Inventive playing on good songs highlights a refreshing songwriting talent.
Ian Jones falls squarely into the singer-songwriter category, and these six songs could so easily have turned out as bland as far too much of the genre does. What makes this E.P. stand out is the imaginative use of sounds and instruments.
The organ and slide guitar on the opening ‘Evergreens’ give the song a Jackson Browne quality, think ‘Doctor My Eyes’ or ‘Late for the Sky’. The guitar solo on the atmospheric ‘Born Again Sinner’ is one of the highlights of the record. According to Jones he was aiming for something like Tom Petty’s ‘Runnin’ Down a Dream‘ here. ‘Liars, Criminals, Beggars and Thieves’ has a definite Byrds feel to it, with Jones singing sounding very much like Roger McGuinn over the jangly guitar. ‘Hallelujah’, not the Leonard Cohen song, has a gospel organ over more slide guitar. ‘Promised Land’, not the Chuck Berry song, is the most country flavoured song here, with pedal steel dominating the sound. Closing song ‘Last Call’ could have come out of The Mavericks songbook. The shortest song on offer, it does what a final track should do, makes you wind the E.P. back and play it again. Producer Jesse Siebenberg, whose other credits include Lucas Nelson and Supertramp, has done a great job creating an album feel out of six quite different songs.
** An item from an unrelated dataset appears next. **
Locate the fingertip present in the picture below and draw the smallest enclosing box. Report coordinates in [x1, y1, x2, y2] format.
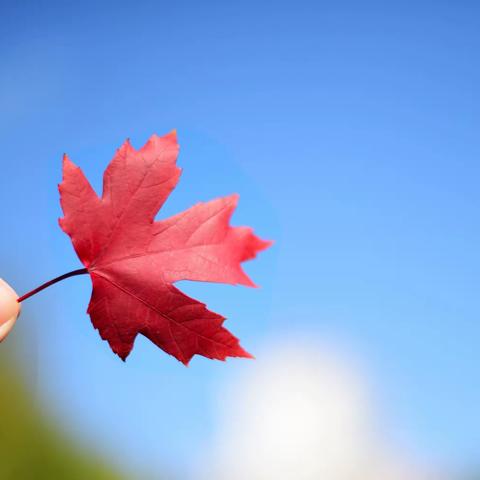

Ian Jones doesn’t have the most distinctive voice in Americana, but it is easy to listen to and draws you into his words. Those words, mostly written well before 2020 shook the world up, still have a resonance in our new situation. Jones says “I wrote ‘Hallelujah’ on Christmas Eve 2018 after a year of loss and brutality. I was reflecting on how fortunate I was to be able to be in my kitchen cooking when so many had either passed on or were in a less desirable situation. This is a song of hope and a nod to those we have lost.” ‘Evergreens’ itself is about the delights of fishing with friends in the forests of his native Washington state.
Information about who plays what on this E.P. is hard to track down, but whoever it is there is some fine playing here that complements Jones’ voice and words. There is enough variation of pace, tone and sound to make the six track record feel a lot more like an album. In fact Jones says that this is a taster for a “full length” record as yet untitled, and with no release date planned. ‘Evergreens’ is an enjoyable listen, but making it half of a much larger whole would I think diminish the songs. They sit well together and have a unity of sound and theme that would likely be lost among the six further songs that are promised for the album. These are good songs and deserve to stand on their own merits.